Annapolis Opera's musical tradition for the holiday season, "Mozart by Candlelight," has been even lovelier the past three years after moving to the historical First Presbyterian Church of Annapolis.
Built as a theater in 1828, it became a church in 1846, a year after the Naval Academy was established. The candle-lit setting and acoustics make the church an ideal location for the Mozart concert. At Sunday's event, the church was close to its 390-person capacity.
Opera President Dennis Monk welcomed the audience, noting that the Annapolis performing arts community will celebrate the 250th anniversary of the birthday of Wolfgang Amadeus Mozart - which is Jan. 27 - with festival events scheduled at Maryland Hall for the Creative Arts: the Annapolis Symphony next month, Ballet Theatre of Maryland in February, the Annapolis Chorale in early March and the opera's Magic Flute in mid-March.

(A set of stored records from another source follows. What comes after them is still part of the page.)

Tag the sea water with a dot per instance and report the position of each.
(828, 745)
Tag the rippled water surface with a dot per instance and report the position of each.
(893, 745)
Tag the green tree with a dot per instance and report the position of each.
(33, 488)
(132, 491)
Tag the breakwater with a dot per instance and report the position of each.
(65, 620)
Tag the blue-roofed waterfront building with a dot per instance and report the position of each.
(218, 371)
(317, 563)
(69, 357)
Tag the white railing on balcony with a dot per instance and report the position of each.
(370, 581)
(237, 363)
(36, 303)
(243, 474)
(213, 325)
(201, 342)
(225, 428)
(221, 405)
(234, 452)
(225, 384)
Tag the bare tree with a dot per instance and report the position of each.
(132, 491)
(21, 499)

The event has an innate charm because of the efforts of many opera volunteers. Its success must be attributed to Annapolis Opera's artistic and music director, Ronald J. Gretz, who arranged a delightful program that showcased four talented young singers in a wide selection of rarely heard arias and ensembles from Mozart operas.

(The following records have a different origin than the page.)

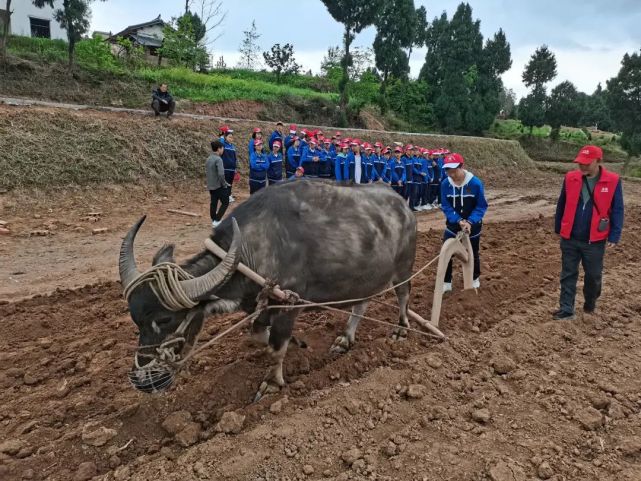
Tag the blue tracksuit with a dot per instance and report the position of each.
(258, 166)
(397, 173)
(251, 147)
(293, 159)
(326, 166)
(466, 202)
(339, 166)
(276, 135)
(275, 169)
(307, 161)
(229, 161)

A skilled accompanist, Gretz is also a witty narrator who conveyed his appreciation of Mozart's genius with anecdotes as he introduced each aria.

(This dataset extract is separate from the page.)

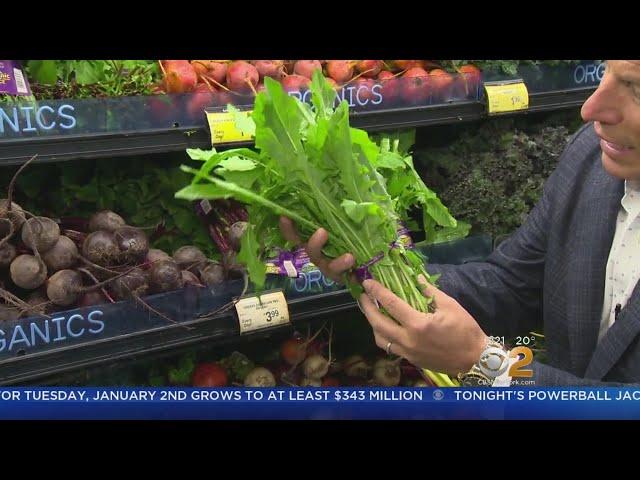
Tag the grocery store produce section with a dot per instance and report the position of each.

Bass-baritone Christopher Austin, a Baltimore native who has performed in a variety of East Coast operatic, orchestral and concert venues, sang arias from La Nozze di Figaro, Die Zauberflote and Don Giovanni. Not only does the New England Conservatory of Music graduate possess a voice of warmth and power, he invests each aria with appropriate feeling.
Laura Strickling, a Chicago native who has graced Peabody Opera's stage, shared her beautiful soprano voice as she opened the program with Alleluia from Exultate, jubilate (Rejoice) that perfectly expressed the season. Strickling revealed strong dramatic talents in a duet from Magic Flute with Austin and sensitivity in a gorgeous Porgi, amor from Marriage of Figaro.
Making his Annapolis Opera debut on Sunday, tenor Tanner Knight offered a stunning Se di lauri from Mozart's first opera, Mitridate, which is seldom performed, and delivered a bravura O wie angstlich from Entfuhrung aus dem Serail (The Abduction from the Seraglio).
In each aria, Knight revealed a powerful voice of astonishing range.
Recent Maryland Opera Studio graduate Colleen Daly possesses a lovely, clear soprano voice that easily handled fioritura passages. From The Magic Flute, Daly delivered a compelling Die Holler rache - the Queen of the Night's extremely difficult-to-sing aria.
The four singers combined to offer a ravishing Non ti fidar from Don Giovanni to close the program.